In many product liability cases, the plaintiff alleges that a design defect was responsible for the injuries incurred. For example, in a product liability case alleging that a car’s gas tank exploded in rear-end collisions, the plaintiff would allege that the car was defectively designed. In these types of cases, some courts have established a “reasonable design alternative” test. Under this test, a product is defective in design when the foreseeable risks of harm posed by the product could have been reduced or avoided by the adoption of a reasonable alternative design by the seller or other distributor and the omission of the alternative design renders the product not reasonably safe.
Under the reasonable design alternative test, the plaintiff has the burden of demonstrating the existence of an alternative design at the time the manufacturer designed the product. The test does not, however, require the plaintiff to produce a prototype in order to make out a design defect case. Instead, qualified expert testimony on the issue suffices, even though an expert has produced no prototype, if it reasonably supports the conclusion that a reasonable alternative design could have been practically adopted at the time of sale. In addition, other products already available on the market that serve the same or very similar function at lower risk and at comparable cost may serve as reasonable alternatives to the product in question.
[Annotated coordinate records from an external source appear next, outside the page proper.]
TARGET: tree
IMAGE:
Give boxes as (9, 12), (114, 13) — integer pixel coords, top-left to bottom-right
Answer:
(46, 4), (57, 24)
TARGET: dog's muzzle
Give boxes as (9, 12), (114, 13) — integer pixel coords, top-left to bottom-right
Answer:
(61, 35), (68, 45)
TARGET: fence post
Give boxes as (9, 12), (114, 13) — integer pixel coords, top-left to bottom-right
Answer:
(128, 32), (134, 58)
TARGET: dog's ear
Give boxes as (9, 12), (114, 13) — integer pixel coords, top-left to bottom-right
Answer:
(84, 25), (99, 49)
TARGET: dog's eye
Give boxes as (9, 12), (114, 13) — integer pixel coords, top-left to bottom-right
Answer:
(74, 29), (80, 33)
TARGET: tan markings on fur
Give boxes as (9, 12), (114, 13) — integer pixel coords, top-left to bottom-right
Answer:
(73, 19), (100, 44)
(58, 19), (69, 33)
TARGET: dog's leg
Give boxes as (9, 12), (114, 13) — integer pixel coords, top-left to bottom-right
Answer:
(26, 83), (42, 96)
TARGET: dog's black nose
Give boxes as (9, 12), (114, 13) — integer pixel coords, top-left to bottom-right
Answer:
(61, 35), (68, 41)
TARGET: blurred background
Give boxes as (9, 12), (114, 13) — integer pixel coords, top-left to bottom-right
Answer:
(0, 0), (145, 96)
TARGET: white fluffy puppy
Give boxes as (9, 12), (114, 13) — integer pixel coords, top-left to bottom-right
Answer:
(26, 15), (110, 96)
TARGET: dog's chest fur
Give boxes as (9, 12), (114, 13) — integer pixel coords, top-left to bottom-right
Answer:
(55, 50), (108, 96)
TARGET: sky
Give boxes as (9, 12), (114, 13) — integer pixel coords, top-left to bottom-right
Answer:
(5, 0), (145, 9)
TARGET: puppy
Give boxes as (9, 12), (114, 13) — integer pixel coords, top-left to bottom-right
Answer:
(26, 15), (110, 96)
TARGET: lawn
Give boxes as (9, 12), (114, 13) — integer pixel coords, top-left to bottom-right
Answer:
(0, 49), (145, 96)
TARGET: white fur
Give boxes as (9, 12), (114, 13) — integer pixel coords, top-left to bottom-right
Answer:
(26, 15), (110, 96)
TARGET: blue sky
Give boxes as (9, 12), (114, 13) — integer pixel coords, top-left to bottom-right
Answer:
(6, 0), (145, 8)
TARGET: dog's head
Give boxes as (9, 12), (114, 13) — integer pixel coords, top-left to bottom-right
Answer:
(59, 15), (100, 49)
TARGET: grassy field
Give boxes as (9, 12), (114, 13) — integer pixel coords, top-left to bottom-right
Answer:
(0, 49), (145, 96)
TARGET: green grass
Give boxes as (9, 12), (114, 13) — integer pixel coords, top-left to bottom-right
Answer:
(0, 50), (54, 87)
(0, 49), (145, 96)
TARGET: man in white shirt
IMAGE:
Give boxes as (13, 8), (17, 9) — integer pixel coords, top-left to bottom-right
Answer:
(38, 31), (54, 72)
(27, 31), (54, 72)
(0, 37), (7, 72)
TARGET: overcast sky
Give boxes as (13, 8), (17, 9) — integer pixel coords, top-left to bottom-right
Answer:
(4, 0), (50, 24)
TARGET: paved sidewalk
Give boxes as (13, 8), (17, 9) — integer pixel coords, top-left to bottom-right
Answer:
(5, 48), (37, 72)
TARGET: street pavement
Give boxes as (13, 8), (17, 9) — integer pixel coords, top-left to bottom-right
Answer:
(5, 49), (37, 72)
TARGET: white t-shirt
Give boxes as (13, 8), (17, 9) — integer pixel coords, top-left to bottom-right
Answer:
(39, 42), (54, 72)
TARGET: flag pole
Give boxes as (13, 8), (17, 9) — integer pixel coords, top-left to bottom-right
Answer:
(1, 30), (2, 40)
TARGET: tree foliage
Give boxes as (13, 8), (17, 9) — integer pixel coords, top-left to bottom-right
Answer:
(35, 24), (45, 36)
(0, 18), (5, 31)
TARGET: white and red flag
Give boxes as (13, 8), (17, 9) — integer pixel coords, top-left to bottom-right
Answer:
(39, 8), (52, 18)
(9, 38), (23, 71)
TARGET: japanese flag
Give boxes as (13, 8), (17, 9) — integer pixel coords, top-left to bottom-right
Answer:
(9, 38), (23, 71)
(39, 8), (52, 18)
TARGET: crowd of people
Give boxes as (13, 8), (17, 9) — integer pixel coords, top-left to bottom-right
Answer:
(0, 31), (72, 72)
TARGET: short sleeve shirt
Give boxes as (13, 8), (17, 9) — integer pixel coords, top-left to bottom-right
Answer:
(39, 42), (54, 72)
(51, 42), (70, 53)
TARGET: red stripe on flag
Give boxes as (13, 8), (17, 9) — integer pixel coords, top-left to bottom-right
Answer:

How a plaintiff goes about establishing a reasonable alternative design varies from state to state. In some states, a plaintiff can meet the requirements of the test by introducing evidence that the product in question failed to perform as safely as an ordinary consumer would expect when used in an intended or reasonably foreseeable manner. Other states merely require plaintiffs to introduce evidence that the product’s design proximately caused the injury and put the burden on the defendant to prove that, on balance, the benefits of the challenged design outweigh the risk of danger inherent in the design.
Critics of the reasonable design alternative test argue that the test removes the element of strict liability from the law of product liability, thus limiting consumers’ ability to recover against manufacturers. In jurisdictions that have not adopted the reasonable alternative design test, plaintiffs only need to show that the injury-causing product was unsafe or unfit for its intended or foreseeable use at the time it left the manufacturer’s control and that the injuries sustained arose from the unsafe or unfit condition of the product. Proponents of the test claim that increasing plaintiffs’ burden of proof in product liability actions will limit frivolous suits against manufacturers.